The blurry crack of colors
I wrote to my friend Cara tonight. By hand. With a pen. It felt pretty good to do that. I can't remember the last time I sat down and wrote a letter to someone with a pen.
I know I blather about color a lot and how it affects me. Allow me to blather further. My left ear has been ringing for the past three weeks. I don't mean little annoying ringing. I mean loud, painful ringing that comes and goes--it's always there, but sometimes, if there is silence around me, it's so loud it feels like there's an awl in my ear piercing the eardrum. Some sounds are very difficult to hear out of that ear now, but some are so crystalline that my entire body feels made of glass, that if the sound changes in pitch just the slightest bit, I'm going to crack all into bits and be a mess on the floor for someone to sweep up.
I know I should go to the doctor about this as I think that ear is infected, but there currently is no time in my schedule for a doctor visit. Unless a crisis befalls me, I'm taking my ridiculously-ringing ear to South Dakota with me.
Since this ear-ringing began, color is having even more of an effect on me than usual. It's not always consistent, so I'll probably fail miserably as I try to explain it. Usually when I get all colorfuled-out it's because I'm seeing two colors right next to each other. It can be mundane things, like when I look at the bookshelf to my left, there's an orange CD case right next to a green DVD case. And that has a feeling. Like a physical sensation inside me. Like two things blurring together inside my chest. That feeling has a shape and a sound and it gets all tangled up and blurred into one weird thing. I did this picture tonight to try to fuck with color my own way, on my terms, but it didn't work out and I felt even weirder after I finished it.
I feel pretty much just weird and as though my memories are more real than my life that I'm living. When I wrote to Cara it was all about a trip we took last year to Big Bend National Park in Texas and some of the things I remembered with a great degree of clarity from that trip. I also made this picture for her and put it in the envelope--it's a shitty black and white printout that I added color to.
I hate working this much. Today I found out I have to go in over the weekend, most of the day Saturday and possibly Sunday as well. Being a responsible adult is not all it's cracked up to be, all the time. If I refuse to do all this extra work, a lot of someone elses get screwed. And of course I won't let that happen. I'll go and do my civic proofreader-ly duty and come home and kvetch on my blog about how taxing my brain like this makes me feel all strung out and stupid. And, I will not look for another job, because when this one isn't sucking, it's great.
I hope I can chill out for this vacation. I've been keyed up.
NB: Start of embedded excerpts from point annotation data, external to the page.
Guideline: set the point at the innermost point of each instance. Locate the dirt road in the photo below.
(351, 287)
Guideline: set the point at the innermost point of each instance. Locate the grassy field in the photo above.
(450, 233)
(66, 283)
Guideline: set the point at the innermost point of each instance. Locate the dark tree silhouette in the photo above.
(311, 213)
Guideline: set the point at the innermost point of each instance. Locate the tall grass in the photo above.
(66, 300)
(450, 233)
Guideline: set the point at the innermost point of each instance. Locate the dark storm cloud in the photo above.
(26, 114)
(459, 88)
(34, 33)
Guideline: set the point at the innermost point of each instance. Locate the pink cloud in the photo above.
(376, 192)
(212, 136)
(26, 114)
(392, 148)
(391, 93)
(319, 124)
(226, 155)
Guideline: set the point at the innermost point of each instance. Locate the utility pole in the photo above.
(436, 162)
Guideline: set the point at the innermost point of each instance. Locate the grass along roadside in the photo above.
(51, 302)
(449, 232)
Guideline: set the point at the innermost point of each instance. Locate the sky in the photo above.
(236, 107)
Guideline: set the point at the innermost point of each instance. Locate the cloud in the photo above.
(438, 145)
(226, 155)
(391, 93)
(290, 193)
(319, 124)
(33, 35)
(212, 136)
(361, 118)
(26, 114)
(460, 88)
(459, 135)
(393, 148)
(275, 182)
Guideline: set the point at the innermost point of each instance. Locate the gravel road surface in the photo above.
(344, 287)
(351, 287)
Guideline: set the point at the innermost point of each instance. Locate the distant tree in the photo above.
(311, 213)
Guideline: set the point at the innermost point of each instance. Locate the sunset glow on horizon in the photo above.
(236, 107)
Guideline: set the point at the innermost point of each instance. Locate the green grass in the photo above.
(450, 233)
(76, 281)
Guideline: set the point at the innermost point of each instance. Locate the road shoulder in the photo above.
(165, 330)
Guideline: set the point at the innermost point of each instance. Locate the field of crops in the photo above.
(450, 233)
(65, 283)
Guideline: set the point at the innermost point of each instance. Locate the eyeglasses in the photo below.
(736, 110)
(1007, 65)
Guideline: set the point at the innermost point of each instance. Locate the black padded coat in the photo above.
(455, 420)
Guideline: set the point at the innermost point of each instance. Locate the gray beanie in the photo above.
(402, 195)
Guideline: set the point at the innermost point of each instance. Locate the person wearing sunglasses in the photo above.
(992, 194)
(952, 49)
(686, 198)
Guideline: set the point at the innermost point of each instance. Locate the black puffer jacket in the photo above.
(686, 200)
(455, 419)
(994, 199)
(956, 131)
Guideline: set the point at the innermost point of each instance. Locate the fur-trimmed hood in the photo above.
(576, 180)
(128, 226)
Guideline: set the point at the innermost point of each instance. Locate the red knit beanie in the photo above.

I really need to thank all of you who provided encouragement after I wrote about my big fat agent rejection. I felt pretty damn low about it last night, as you might expect, and even lower today when I was getting ready for work and looking at the box it shipped in sitting on my floor. I had to put it out of sight so I could just get on with my day. I still have confidence in my own writing, but I'm not going to lie and say it wasn't shaken pretty good yesterday. But reading all your words has buoyed me a lot. I greatly appreciate everything each of you said. I am sure I will go back and read the comments on yesterday's post many times when I am feeling discouraged...so, thank you all again.
9 Comments:
when it rains it pours huh? just try to remember J.Star...dont get too caught up in your grown up responsibilities that you leave yourself behind. it wouldnt hurt if you said "NO" now and then...I am most sure your co-workers would understand!
Hey, don't let that one rejection get you down. Keep trying.
Soon it will be vacation time! Wait, maybe that is a bad thing for me? You won't be blogging... what am I going to do?!?
I have trouble saying No too and Its a bitch cause that what everybody expects from you, a YES because you have trouble - and they know it damn weel - saying NO! You should give yourself a break or at least try! And buddy, give yourself some time to go and see a doctor!
BTW I love that your painting, the contrast between the vivid coulours and the gray!
I think I'm going to leave you a post every day telling you what a great writer you are - until you tell me to "STOP!!!!".
Hey, btw...you're a great writer.
There are lots of causes of tinnitus. My hunch is it is from the volumn on the iPod (I listen to mine at full steam too), but it could be something else and you really should get it checked out. I've had it before and it can drive one crazy...
http://www.tinnitusinformation.com/
d.k.--I read that listening to the iPod at anything higher than 2/3 of its maximum volume can cause hearing damage in a short amount of time, so I'm always careful to listen to it no louder than half its volume--annoying, because then you can hardly hear it, but I don't exactly want to go deaf either...I've been stopping using the headphones to see if the ringing goes away and it hasn't. :( Thanks for the URL, I'm going to go check it out now.
Now I understand why you were doing research on synesthesia - it can be great, but it can be painful too, eh?
as a lifetime ear infection sufferer, I can say that ear infections (for ME) don't usually involve ringing-- it is more of painful popping and cracking.. go to the dr-- it will make you crazy after a while...
hey! can't read your blog because those adorable pics of your dogs is overlapping. what do i do? what do i do?